They give me 6 pieces of information: sustained sequential read and write
throughput (at different LBA offsets), read and write latency (4kB I/O with
queue depth of 1), and random read and write IOPS (4kB I/O with queue depth of
at least 32, and, if necessary, using random data to characterize the
effectiveness of any dedup/compression feature).

That's it. Once I have these 6 synthetic results, that gives me more and
better information than 9 out of 10 benchmarking articles on the Net.

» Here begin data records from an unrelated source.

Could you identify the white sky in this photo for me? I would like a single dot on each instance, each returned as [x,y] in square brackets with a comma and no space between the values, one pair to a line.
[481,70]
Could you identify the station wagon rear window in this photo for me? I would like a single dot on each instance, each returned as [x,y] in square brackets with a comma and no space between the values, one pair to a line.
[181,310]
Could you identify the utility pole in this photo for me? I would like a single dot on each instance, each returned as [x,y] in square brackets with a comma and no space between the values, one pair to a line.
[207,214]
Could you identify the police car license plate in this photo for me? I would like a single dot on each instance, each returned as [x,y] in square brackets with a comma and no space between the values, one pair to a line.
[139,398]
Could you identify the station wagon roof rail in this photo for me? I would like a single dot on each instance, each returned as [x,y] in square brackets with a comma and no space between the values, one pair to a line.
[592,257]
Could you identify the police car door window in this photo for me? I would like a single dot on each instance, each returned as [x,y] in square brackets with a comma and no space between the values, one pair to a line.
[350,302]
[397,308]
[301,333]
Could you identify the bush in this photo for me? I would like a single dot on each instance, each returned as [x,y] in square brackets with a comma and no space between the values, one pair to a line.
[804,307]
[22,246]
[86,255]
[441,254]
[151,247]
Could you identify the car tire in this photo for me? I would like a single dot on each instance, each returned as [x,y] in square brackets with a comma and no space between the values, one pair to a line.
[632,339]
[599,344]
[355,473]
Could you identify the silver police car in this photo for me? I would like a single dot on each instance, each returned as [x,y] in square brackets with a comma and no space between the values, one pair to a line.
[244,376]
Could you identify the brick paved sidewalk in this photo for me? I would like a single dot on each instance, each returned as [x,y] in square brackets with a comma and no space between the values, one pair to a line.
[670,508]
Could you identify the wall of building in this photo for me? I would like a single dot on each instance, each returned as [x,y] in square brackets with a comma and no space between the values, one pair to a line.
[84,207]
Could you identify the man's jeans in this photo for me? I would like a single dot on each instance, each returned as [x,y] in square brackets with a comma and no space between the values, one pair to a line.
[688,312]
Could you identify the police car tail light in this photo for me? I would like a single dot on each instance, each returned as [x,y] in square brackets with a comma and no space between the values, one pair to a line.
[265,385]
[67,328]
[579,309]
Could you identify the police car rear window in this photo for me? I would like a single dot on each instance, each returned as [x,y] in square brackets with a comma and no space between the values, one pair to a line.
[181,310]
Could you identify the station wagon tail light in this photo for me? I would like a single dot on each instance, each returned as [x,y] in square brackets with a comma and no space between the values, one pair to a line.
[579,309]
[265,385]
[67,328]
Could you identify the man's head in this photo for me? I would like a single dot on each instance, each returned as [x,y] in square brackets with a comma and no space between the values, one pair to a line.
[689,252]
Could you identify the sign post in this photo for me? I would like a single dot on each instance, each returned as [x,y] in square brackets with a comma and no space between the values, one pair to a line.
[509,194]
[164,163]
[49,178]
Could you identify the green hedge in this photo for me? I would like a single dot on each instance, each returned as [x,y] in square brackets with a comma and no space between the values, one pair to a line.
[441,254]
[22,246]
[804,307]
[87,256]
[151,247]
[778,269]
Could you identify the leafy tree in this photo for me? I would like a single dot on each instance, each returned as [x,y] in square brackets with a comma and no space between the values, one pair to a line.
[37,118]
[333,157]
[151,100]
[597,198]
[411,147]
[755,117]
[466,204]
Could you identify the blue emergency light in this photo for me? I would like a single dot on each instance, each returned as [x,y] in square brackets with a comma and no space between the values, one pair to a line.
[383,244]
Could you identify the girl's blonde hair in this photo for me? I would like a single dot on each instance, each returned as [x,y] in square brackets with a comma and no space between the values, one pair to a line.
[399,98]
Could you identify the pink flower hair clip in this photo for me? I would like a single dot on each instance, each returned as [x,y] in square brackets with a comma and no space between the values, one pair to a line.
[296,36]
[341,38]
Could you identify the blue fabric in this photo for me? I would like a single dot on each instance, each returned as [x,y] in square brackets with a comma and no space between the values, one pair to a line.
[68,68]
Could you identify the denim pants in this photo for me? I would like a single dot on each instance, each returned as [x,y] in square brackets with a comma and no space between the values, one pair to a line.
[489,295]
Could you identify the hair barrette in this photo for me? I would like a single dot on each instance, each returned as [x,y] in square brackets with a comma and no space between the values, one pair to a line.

I usually don't need more complex synthetic benchmark results (eg. x% read /
y% write). After that I simply test the real workload.

------
gopher
I've written a cross-platform, pure python benchmark for IOPS; see
[http://benjamin-schweizer.de/measuring-disk-io-
performance.h...](http://benjamin-schweizer.de/measuring-disk-io-
performance.html)

------
lutorm
One could also argue that if it's really that hard to tune your benchmarking
system to get the optimal results it's not really relevant to any real-life
task...

------
marapril
I really think real world app testing is the best way to test these things.
Important things like app launch times, boot times, performance the above
after the SSD has been aged. Average numbers matter way more than peak numbers
as peak numbers may last a fraction of the times as other measured rates.

------
kevinpet
Seems for most purposes, a simplistic benchmark that represents some realistic
scenarios is preferable to benchmarks designed to maximize performance
numbers.

------
stevek
Ouch, it looks like defragging your SSDs became worthwhile again!